1. It is indisputable that smoke alarms save lives. Smoke alarms are the best and least expensive way to provide an early warning system to alert you and your family to a potential fire emergency. Smoke alarms are designed to detect a fire in its early stages and alert people, so they have time to safely escape.

2. Smoke alarms should be installed in every bedroom, outside each sleeping area and on every level of the home.

3. For the best protection, smoke alarms should be interconnected. What does that mean? When one sounds they all sound alerting you to an emergency early on and giving you critical time to escape. New construction requirements have included hard- wired smoke alarms with battery back-ups since the mid-70's. 

4. Nothing lasts forever - including smoke alarms. Smoke alarms become less reliable with time, primarily due to aging of their electronic components making them more susceptible to nuisance false alarms. Replace entire smoke alarm units every 10 years or sooner if they don't respond properly when tested. Why? The sensor wears out and may not activate in an emergency putting your family at risk. Always read the manufacturer’s recommendations as some models recommend replacement every 5-7 years.

5. DIY projects? Never (ever) paint over a smoke alarm. It will affect the operation of the smoke alarm, potentially disabling it.

6. Test your smoke alarm and carbon monoxide alarms once a month by pressing the test button.

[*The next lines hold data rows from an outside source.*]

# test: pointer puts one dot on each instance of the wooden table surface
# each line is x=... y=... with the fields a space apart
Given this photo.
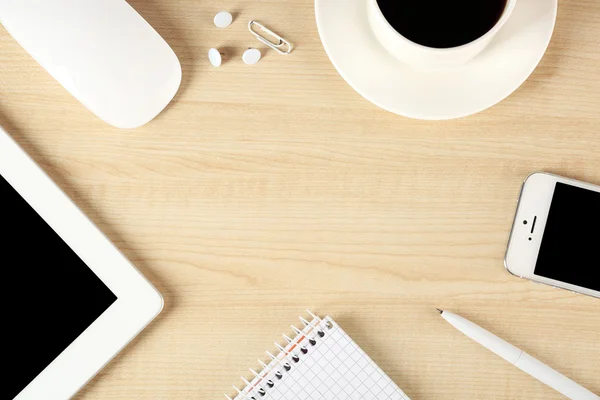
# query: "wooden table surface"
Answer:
x=268 y=189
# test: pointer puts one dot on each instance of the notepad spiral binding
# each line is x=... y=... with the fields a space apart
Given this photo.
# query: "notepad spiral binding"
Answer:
x=284 y=362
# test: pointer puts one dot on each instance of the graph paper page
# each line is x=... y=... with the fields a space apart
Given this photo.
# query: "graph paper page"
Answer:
x=334 y=368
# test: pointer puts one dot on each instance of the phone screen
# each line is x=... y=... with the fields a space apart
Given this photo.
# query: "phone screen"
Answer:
x=570 y=248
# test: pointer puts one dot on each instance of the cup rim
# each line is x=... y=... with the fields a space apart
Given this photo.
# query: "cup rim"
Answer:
x=510 y=5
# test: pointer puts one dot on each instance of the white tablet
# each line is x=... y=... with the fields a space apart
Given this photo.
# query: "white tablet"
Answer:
x=73 y=300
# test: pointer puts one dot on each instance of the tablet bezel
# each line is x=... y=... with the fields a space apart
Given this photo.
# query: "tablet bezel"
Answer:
x=138 y=302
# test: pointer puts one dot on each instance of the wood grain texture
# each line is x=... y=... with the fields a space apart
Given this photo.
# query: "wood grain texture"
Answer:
x=264 y=190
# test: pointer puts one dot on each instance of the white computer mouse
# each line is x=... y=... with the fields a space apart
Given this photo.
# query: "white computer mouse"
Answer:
x=102 y=51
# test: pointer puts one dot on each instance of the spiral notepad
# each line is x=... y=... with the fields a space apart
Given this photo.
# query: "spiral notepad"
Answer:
x=321 y=363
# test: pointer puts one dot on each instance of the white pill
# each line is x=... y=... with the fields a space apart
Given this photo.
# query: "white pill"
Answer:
x=223 y=19
x=215 y=58
x=251 y=56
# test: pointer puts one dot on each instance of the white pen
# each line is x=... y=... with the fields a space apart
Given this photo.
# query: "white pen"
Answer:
x=519 y=358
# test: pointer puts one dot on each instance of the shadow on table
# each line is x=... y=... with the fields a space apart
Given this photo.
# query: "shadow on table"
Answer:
x=79 y=199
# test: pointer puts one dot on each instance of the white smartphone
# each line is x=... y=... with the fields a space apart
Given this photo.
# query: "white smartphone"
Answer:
x=555 y=238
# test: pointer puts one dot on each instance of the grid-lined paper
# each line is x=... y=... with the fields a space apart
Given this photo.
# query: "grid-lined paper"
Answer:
x=335 y=368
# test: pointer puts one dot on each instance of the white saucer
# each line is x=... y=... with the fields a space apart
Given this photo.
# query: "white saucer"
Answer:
x=394 y=86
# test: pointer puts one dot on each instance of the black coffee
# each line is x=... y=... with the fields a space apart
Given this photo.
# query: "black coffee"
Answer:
x=442 y=23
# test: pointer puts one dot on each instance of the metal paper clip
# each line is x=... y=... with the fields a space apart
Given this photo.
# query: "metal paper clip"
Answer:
x=280 y=45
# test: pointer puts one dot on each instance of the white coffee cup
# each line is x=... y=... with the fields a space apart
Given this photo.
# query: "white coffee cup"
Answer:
x=424 y=57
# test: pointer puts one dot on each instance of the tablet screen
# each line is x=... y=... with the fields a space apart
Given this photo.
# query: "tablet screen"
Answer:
x=53 y=297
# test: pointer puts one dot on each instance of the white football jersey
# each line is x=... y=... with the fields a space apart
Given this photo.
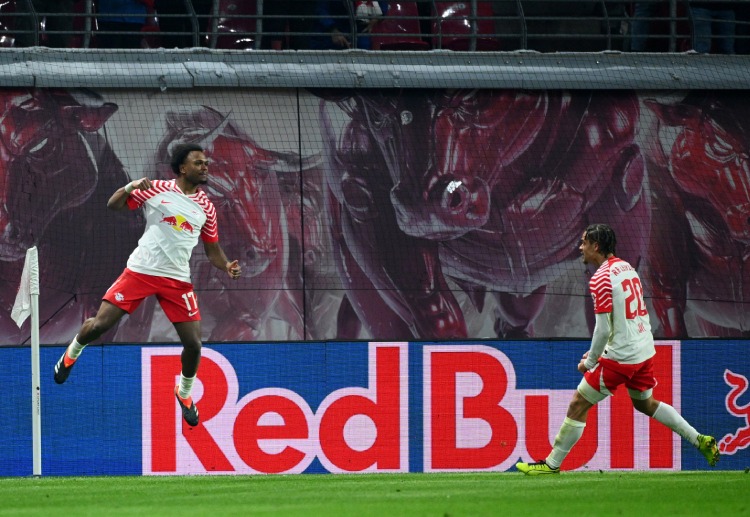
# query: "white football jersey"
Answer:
x=174 y=221
x=617 y=291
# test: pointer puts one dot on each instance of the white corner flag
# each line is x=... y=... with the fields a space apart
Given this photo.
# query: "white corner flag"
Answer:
x=27 y=304
x=29 y=285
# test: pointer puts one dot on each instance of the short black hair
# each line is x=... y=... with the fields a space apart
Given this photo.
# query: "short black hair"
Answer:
x=604 y=236
x=179 y=155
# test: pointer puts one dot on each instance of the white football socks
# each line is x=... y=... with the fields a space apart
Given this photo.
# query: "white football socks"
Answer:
x=75 y=349
x=568 y=435
x=669 y=416
x=186 y=386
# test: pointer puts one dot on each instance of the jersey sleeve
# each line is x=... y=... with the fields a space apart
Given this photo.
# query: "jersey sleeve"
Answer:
x=601 y=290
x=210 y=230
x=138 y=197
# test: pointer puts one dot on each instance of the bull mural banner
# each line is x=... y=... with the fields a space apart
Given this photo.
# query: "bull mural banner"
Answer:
x=348 y=407
x=389 y=215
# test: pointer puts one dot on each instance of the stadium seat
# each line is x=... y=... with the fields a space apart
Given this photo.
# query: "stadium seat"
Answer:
x=85 y=25
x=234 y=33
x=399 y=29
x=452 y=26
x=7 y=9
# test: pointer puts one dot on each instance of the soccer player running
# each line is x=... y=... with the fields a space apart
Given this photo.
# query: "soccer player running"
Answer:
x=621 y=353
x=177 y=214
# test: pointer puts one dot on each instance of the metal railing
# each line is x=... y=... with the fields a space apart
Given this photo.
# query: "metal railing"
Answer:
x=545 y=26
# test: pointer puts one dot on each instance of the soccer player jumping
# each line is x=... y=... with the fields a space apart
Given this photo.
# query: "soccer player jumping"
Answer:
x=177 y=214
x=621 y=353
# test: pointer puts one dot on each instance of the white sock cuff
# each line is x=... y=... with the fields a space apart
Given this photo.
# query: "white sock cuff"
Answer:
x=573 y=423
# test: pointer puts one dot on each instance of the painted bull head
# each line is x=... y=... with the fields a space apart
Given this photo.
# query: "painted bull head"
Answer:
x=712 y=148
x=243 y=185
x=46 y=162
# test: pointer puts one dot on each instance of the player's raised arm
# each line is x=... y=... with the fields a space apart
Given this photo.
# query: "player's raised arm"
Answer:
x=119 y=200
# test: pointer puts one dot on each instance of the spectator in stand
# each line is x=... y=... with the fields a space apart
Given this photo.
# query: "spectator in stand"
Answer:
x=640 y=24
x=299 y=25
x=713 y=22
x=130 y=17
x=332 y=29
x=173 y=17
x=58 y=25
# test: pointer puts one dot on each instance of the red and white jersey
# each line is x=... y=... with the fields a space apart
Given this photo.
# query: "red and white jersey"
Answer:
x=617 y=290
x=173 y=223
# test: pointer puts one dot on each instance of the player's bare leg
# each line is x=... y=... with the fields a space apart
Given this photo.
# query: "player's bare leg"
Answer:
x=190 y=335
x=106 y=318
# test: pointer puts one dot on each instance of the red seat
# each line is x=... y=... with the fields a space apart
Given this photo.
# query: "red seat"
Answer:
x=452 y=26
x=399 y=29
x=84 y=25
x=7 y=9
x=234 y=33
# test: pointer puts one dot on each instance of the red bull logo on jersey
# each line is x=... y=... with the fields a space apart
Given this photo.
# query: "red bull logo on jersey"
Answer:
x=740 y=439
x=178 y=223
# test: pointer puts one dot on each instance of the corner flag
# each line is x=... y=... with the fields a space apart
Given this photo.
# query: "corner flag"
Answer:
x=29 y=285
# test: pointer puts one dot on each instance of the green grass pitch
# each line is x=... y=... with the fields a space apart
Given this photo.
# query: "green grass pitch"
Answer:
x=597 y=493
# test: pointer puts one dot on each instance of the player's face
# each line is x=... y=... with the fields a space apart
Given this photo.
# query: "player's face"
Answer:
x=588 y=249
x=195 y=168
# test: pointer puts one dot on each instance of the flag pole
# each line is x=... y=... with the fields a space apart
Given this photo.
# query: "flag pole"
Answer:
x=27 y=304
x=36 y=387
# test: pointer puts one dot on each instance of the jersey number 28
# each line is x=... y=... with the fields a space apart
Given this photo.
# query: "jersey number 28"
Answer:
x=634 y=304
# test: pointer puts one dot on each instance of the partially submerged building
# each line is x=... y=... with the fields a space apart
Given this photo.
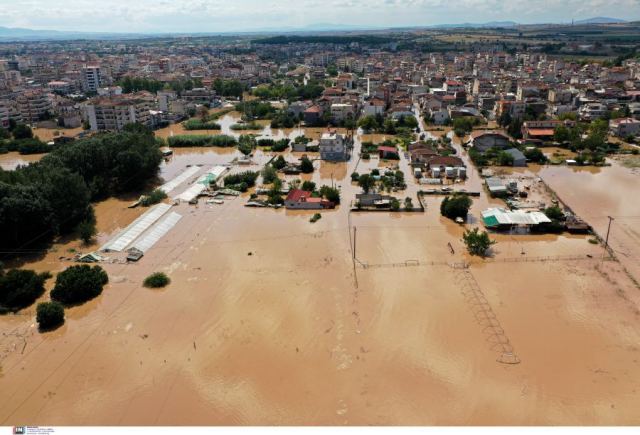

7. Lightly clean your smoke alarms monthly when you test them. Smoke alarms get clogged with dust build-up which may affect performance. Vacuum lightly and follow manufacturer recommendations. 

8. If your smoke alarm “chirps” it may be time to change the back-up battery in your hard-wired alarm. Since 2018, Maryland law has required all battery-only smoke alarms (typically found in homes built before 1975 that have never pulled a building permit) to have a sealed,10-year long-life battery in the unit. Any "chirping" in these units is likely signaling that you need to replace the entire smoke alarm with a new one. 

Today's home safety and security technology has evolved beyond smoke and carbon monoxide alarms. Many families rely on household devices connected to the internet or smartphones to enhance safety and security. New technology can even notify you when the alarm is activated or if the battery is low. Take time this weekend to ensure your family has a fire safety plan and you have smoke and carbon monoxide alarms with the newest technology. And practice your plan with a Home Fire Drill to ensure everyone knows what to do in an emergency.